Delineating the cause of a bearded dragon's anorexia and weight loss


Delineating the cause of a bearded dragon's anorexia and weight loss

A contrast enema study helped clinicians detect an intestinal stricture in this exotic pet. See how this diagnostic step can help your reptile patients with similar signs.

Anorexia and constipation in reptiles can have multiple causes, including parasitism, ingestion of foreign objects, poor husbandry, neoplasia, and metabolic disorders.1,2 It is often difficult to determine the cause of these clinical signs in reptiles, and radiography can be a valuable diagnostic tool.

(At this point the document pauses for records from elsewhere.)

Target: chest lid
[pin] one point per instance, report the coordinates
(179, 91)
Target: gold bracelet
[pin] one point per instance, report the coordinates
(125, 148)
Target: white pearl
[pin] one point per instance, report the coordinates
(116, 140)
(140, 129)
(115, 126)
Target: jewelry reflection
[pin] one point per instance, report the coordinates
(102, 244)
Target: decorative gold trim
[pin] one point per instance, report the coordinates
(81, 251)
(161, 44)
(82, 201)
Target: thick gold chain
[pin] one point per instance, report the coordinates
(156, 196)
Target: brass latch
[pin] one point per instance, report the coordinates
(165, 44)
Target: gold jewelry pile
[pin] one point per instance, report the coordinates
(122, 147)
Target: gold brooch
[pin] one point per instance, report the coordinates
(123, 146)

The use of contrast radiography, usually an upper gastrointestinal (GI) barium contrast study, aids in the assessment of GI transit time and the detection of foreign bodies.3-5

In this article, we discuss the use of a different method of contrast radiography—a partial iohexol enema—to differentiate the large bowel from the small bowel and to diagnose an intestinal stricture in a bearded dragon.


An adult intact male bearded dragon (Pogona vitticeps) weighing 419 g was presented to the Kansas State University Zoological Medicine Service for evaluation of a two-week history of anorexia and weight loss. Whole body radiography performed by the referring veterinarian had revealed a focal area of mixed opacity in the caudal coelomic cavity that seemed to be located in the intestinal tract.

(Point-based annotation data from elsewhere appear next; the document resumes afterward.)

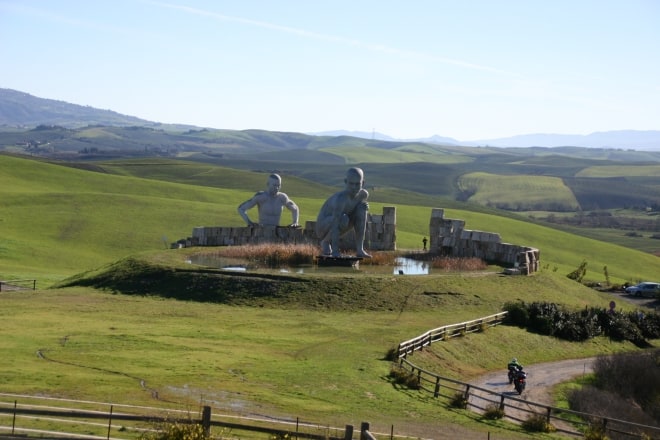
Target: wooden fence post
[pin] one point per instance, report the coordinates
(206, 420)
(364, 427)
(348, 433)
(110, 421)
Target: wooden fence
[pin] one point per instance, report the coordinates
(50, 417)
(519, 410)
(18, 285)
(447, 332)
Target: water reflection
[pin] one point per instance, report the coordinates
(410, 266)
(402, 266)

An upper GI barium contrast study performed by the referring veterinarian had revealed contrast flowing normally through the stomach and small intestine but then pooling anterior to a heterogeneous mass in the distal GI tract. Small amounts of barium were able to bypass the mass and were excreted, although fecal output was markedly decreased.

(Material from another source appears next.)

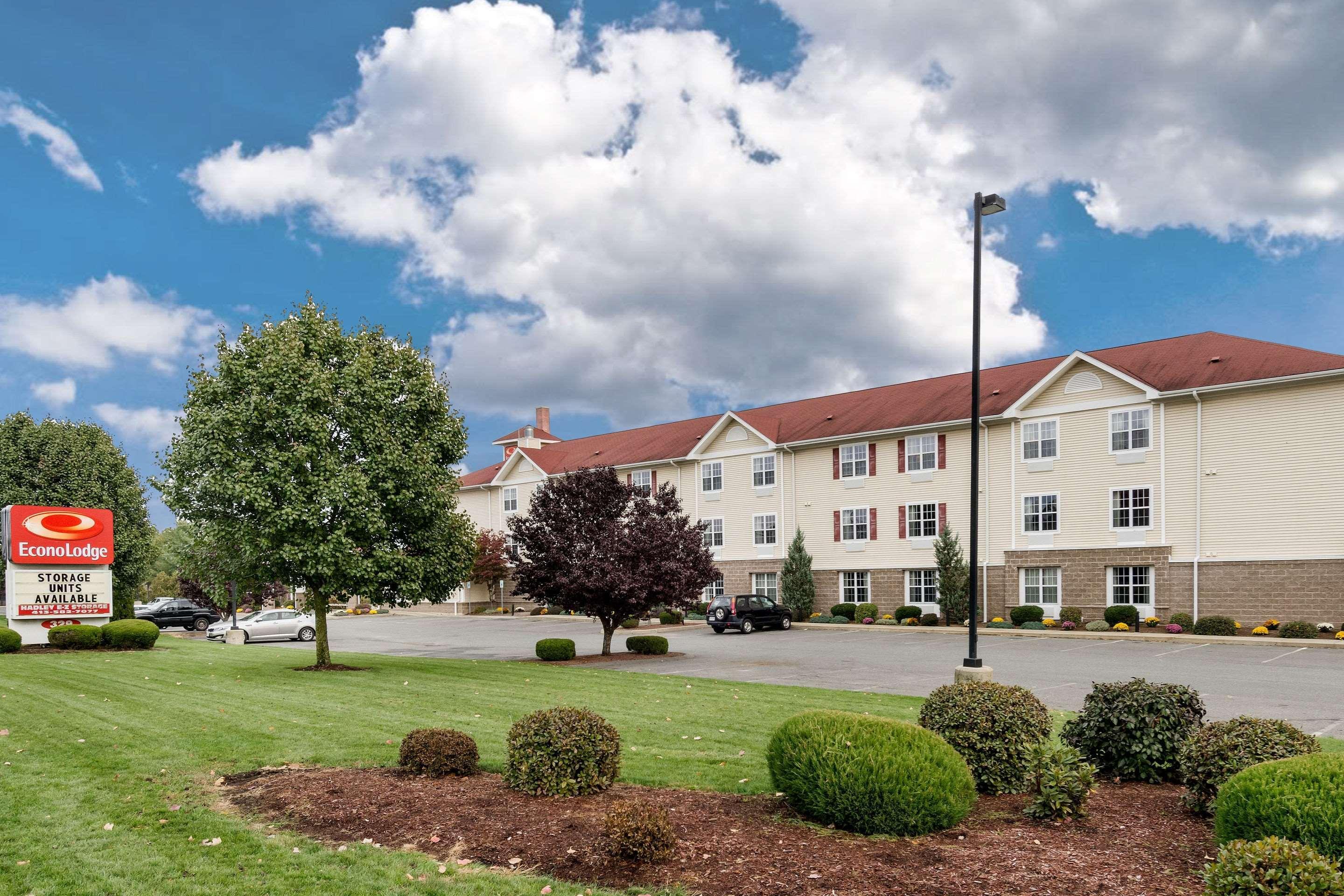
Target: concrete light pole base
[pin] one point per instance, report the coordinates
(973, 673)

On physical examination, the patient was emaciated but bright and alert; its body condition score was 2/5. Complete blood count and serum chemistry profile results showed mild anemia with a low hematocrit (14%; reference range = 19% to 40%) but were otherwise unremarkable.6,7

Because of the patient's poor body condition and anesthetic risk, conservative therapy was initiated to relieve the obstruction. Therapy consisted of warm-water enemas with sterile lubrication, oral liquids (water) delivered via an orogastric tube, fluids (45 ml/kg lactated Ringer's solution with 2.5% dextrose and 0.05 ml of a vitamin B complex administered subcutaneously), and warm-water soaks in a shallow bowl for 20 minutes three times daily so the patient could absorb water through the cloaca.

No clinical improvement was noted after 24 hours of medical therapy, and the mass was still palpable in the abdomen. Repeat survey radiographs confirmed the accumulation of heterogeneous material mixed with barium consistent with a GI impaction; it was unclear if the impaction involved the small or large intestine.